On s390 systems, which use a machine level hypervisor, PCI devices are
always accessed through a form of PCI pass-through which fundamentally
operates on a per PCI function granularity. This is also reflected in the
s390 PCI hotplug driver which creates hotplug slots for individual PCI
functions. Its reset_slot() function, which is a wrapper for
zpci_hot_reset_device(), thus also resets individual functions.

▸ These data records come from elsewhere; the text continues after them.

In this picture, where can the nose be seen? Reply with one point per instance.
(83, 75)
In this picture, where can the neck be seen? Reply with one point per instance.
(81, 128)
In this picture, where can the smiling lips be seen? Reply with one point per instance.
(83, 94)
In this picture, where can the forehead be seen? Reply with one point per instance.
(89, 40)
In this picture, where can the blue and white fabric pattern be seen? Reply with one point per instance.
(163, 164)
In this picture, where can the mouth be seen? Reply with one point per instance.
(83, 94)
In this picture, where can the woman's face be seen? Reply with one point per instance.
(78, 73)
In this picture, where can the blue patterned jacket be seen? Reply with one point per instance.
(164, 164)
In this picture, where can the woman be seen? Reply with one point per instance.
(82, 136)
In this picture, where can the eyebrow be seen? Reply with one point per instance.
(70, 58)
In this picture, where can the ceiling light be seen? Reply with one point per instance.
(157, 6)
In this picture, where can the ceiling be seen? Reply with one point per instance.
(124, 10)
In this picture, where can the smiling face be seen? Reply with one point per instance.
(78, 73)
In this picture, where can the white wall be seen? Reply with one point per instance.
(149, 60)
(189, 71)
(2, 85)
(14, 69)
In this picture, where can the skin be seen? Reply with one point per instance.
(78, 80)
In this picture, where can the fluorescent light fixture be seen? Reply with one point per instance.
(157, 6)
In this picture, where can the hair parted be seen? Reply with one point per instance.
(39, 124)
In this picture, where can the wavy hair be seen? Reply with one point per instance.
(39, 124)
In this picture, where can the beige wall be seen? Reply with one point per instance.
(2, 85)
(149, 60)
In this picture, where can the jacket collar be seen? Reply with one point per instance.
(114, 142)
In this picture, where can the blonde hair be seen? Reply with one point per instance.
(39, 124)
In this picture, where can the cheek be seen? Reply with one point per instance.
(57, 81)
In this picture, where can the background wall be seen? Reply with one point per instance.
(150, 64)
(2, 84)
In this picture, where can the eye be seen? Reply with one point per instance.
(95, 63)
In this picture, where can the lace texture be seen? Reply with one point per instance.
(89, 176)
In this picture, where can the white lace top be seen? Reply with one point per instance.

Currently, the kernel's PCI_SLOT() macro assigns the same pci_slot object
to multifunction devices. This approach worked fine on s390 systems that
only exposed virtual functions as individual PCI domains to the operating
system. Since commit 44510d6fa0c0 ("s390/pci: Handling multifunctions")
s390 supports exposing the topology of multifunction PCI devices by
grouping them in a shared PCI domain. When attempting to reset a function
through the hotplug driver, the shared slot assignment causes the wrong
function to be reset instead of the intended one. It also leaks memory as
we do create a pci_slot object for the function, but don't correctly free
it in pci_slot_release().
Add a flag for struct pci_slot to allow per function PCI slots for
functions managed through a hypervisor, which exposes individual PCI
functions while retaining the topology.
Fixes: 44510d6fa0c0 ("s390/pci: Handling multifunctions")
Cc: stable@vger.kernel.org
Suggested-by: Niklas Schnelle <schnelle@linux.ibm.com>
Signed-off-by: Farhan Ali <alifm@linux.ibm.com>
---
drivers/pci/pci.c | 5 +++--
drivers/pci/slot.c | 25 ++++++++++++++++++++++---
include/linux/pci.h | 1 +
3 files changed, 26 insertions(+), 5 deletions(-)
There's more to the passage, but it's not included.